The Docker bridge was interfering with ICMP Packet Too Big messages that PMTUD relies on, creating the black hole.

Not checking MTU on all interfaces

I initially only checked the Tailscale interface MTU. I should have checked:

• Physical host interface
• Docker bridge
• Tailscale interface inside container
• Any VLANs or additional networks

The mismatch between any of these layers can cause problems.

Key Takeaways

• Docker's default MTU of 1500 assumes a standard Ethernet network. If your network uses PPPoE, VPNs, or tunnels, the MTU is likely lower.
• MTU mismatches cause silent packet drops, not clear errors. Symptoms include timeouts, stalled transfers, and working small requests but failing large ones.
• Check MTU on every network layer: physical interface, Docker bridge, container interfaces, and overlay networks like Tailscale.
• Set MTU in both /etc/docker/daemon.json and in docker-compose files. The daemon setting applies to new networks; compose settings apply to specific containers.
• Tailscale subnet routing in Docker requires privileged: true or very specific capabilities. I tried avoiding privileged mode but couldn't get routes to advertise reliably without it.
• IPv6 PMTUD is more fragile than IPv4 fragmentation. If you're using Tailscale (which uses IPv6 internally), MTU issues hit harder.

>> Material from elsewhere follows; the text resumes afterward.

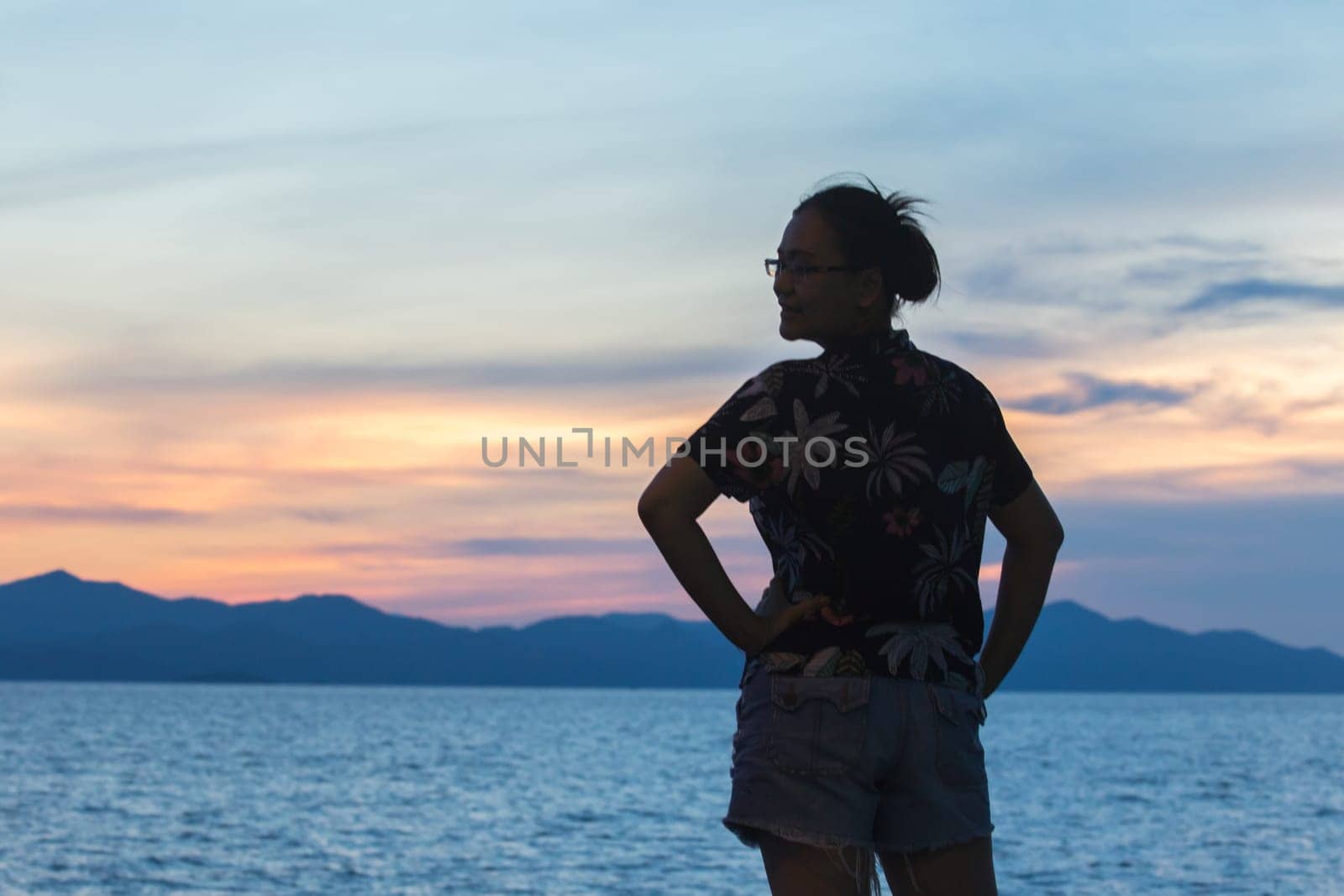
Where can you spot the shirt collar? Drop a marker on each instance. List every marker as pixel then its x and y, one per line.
pixel 871 343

How to Check for This Problem

If you suspect MTU issues:

# Check host interface MTU
ip link show

# Check Docker bridge MTU
docker network inspect bridge | grep -i mtu

# Test connectivity with different packet sizes
ping -M do -s 1472 target_ip  # Should work
ping -M do -s 1500 target_ip  # May fail if MTU is 1450

The -M do flag tells ping not to fragment packets. If larger packets fail but smaller ones work, you have an MTU problem.

Why This Matters

This isn't just a Tailscale issue. Any containerized network service that routes traffic—VPN servers, reverse proxies, subnet routers—can hit this. The symptoms are confusing because small requests work fine (DNS, SSH, web page loads) while large transfers fail silently.

I lost several hours debugging "broken" services that were actually fine—the network layer was just dropping packets without telling anyone.